You also avoid some pushing and popping PureBasic does for the functions it generates.
Re: Optimizing rotations for quad
Posted: Wed Aug 24, 2011 7:31 am
by netmaestro
When I tested things, a cdecl call seems to be a little bit faster compared to stdcall (please correct me if I'm wrong).
On Mac, it's probably faster but all the tests I've done on Windows show the same performance. In my sha256/224 project I've left the prototype in because even though I can't realize a speed difference here on Win7, it's no slower for sure and on Mac it's probably faster. So it stays.
Re: Optimizing rotations for quad
Posted: Wed Aug 24, 2011 7:52 am
by wilbert
netmaestro wrote:On Mac, it's probably faster but all the tests I've done on Windows show the same performance. In my sha256/224 project I've left the prototype in because even though I can't realize a speed difference here on Win7, it's no slower for sure and on Mac it's probably faster. So it stays.
It might have to do with the stack. On OS X the stack (esp) has to be aligned on 16 bytes at the moment you make a call otherwise the app probably will crash.

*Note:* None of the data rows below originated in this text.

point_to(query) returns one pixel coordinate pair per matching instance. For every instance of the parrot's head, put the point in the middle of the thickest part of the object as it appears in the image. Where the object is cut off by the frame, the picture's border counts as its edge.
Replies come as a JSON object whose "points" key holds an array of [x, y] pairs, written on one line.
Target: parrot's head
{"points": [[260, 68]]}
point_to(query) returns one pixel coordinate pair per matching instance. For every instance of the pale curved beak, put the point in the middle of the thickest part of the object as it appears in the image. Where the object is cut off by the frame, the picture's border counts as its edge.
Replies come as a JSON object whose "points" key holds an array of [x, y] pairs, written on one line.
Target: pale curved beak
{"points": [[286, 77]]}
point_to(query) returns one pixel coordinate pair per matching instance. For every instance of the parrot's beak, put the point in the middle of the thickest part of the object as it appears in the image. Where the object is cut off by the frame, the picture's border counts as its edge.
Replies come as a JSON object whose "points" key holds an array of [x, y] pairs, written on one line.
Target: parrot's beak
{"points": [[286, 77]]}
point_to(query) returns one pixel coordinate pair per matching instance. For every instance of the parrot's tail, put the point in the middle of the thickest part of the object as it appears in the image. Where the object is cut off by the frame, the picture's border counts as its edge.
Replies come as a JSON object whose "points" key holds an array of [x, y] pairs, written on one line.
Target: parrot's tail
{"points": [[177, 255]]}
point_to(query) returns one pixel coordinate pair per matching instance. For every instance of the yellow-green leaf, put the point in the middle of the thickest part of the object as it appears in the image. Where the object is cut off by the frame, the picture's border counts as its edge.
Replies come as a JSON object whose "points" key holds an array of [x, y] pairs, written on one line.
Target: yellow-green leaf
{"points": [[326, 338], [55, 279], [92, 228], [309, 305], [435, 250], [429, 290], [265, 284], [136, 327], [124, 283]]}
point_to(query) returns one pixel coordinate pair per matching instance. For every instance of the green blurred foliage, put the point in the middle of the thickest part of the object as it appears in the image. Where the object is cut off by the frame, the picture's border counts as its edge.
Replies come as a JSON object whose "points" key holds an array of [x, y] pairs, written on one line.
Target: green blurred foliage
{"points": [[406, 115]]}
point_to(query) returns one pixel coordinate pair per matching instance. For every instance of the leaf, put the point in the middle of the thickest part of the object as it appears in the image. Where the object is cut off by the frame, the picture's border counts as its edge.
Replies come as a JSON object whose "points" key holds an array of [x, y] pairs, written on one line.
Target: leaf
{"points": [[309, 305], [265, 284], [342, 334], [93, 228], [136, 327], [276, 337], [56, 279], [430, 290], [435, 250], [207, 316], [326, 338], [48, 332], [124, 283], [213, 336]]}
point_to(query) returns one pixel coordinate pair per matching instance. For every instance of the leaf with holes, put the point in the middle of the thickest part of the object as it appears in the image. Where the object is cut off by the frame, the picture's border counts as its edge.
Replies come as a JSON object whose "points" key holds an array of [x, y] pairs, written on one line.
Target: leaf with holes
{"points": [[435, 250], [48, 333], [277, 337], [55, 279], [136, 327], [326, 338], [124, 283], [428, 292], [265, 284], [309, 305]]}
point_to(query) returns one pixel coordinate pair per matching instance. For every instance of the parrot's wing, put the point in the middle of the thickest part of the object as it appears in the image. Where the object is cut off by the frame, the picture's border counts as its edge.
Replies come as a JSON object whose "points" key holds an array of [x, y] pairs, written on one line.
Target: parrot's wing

Re: Optimizing rotations for quad
Posted: Wed Aug 24, 2011 10:29 am
by Helle
@wilbert:
SHRD works intern with an and-bit-mask for CL; in 32-bit-mode are only bits 0-4 used. You can remove "and ecx, 63".
Not:
Code: Select all
!and ecx, 63
!btr ecx, 5
!jc rotr64_1
But:
Code: Select all
!test ecx,100000b ;or cmp ecx,31 / jg ...
!jnz rotr64_1
Helle
Re: Optimizing rotations for quad
Posted: Wed Aug 24, 2011 11:01 am
by wilbert
You are right Helle.
I removed the and instruction; should make it a little bit faster.